The United Nations' initial intervention in Bosnia unraveled disastrously because participants had conflicting, often mutually incompatible, political goals. Then the West could not accept failure, having vested so much prestige in Bosnia relief. The United States and the North Atlantic Treaty Organization had to salvage the UN venture with an even bigger effort -- one that has yet to secure a self-sustaining peace.

Italy has not provided a clear vision of what is to be accomplished in Albania, the rules of engagement for intervention forces or an exit strategy. Operating under a UN Security Council resolution -- with language nearly identical to the resolution that first provided for the use of force in Bosnia -- the Italians will command more than 6,000 troops; 2,500 from Italy, the remainder from France, Greece, Spain, Romania, Turkey, Denmark and Austria. Italy's partners have not spelled out a clear mission either. This seems depressingly familiar. If the Italian police action fails, the rest of Europe and the United States risk getting dragged in.

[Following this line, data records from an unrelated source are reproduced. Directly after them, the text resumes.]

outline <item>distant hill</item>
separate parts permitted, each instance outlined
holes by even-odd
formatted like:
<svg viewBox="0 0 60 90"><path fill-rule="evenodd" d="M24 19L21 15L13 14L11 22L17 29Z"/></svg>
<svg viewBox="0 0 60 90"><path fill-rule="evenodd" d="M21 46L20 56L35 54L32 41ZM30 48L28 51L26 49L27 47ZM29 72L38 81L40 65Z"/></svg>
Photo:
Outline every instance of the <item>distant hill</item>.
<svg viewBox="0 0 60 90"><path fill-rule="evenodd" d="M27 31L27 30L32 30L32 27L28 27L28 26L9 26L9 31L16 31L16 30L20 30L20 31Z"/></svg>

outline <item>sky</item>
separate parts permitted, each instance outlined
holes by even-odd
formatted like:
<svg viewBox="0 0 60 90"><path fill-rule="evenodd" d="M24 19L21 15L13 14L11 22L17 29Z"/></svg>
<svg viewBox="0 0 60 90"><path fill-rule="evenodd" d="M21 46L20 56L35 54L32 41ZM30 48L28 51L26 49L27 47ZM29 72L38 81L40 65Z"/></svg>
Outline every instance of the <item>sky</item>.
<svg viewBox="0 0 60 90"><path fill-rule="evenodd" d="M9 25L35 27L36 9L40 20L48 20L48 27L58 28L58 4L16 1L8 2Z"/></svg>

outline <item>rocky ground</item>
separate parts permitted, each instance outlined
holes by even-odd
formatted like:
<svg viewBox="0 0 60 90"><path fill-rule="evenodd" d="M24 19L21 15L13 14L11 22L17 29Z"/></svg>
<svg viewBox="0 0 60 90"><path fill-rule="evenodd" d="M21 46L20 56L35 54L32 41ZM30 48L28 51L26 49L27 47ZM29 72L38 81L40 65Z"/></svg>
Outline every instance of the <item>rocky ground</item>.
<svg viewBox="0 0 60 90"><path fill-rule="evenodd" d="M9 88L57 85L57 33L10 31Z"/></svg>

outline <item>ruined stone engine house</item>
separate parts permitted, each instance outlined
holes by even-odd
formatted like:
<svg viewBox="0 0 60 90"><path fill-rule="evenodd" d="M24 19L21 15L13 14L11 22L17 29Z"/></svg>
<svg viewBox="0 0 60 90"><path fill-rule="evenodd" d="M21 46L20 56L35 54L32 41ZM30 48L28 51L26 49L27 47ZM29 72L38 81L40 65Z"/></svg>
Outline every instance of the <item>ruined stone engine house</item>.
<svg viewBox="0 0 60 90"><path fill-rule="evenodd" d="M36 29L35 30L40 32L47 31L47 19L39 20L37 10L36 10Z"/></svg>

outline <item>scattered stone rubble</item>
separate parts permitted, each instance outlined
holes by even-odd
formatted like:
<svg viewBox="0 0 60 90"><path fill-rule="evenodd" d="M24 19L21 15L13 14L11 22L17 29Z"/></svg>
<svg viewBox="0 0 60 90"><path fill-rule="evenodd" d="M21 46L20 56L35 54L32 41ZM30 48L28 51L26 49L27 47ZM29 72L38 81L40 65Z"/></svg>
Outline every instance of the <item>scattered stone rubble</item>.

At the outset of this misadventure, Washington should publicly tell the Italians, the rest of the Europeans, the United Nations and the American public -- not necessarily in that order -- that the United States absolutely will not come to the rescue in Albania. The international community has spent about $20 billion on Bosnia, much of that from the United States. To repeat a mistake of that magnitude would be unforgivable.

George Kenney, the U.S. State Department desk officer in Yugoslavia during the Bush administration, is a writer in Washington. He contributed this comment to the Los Angeles Times.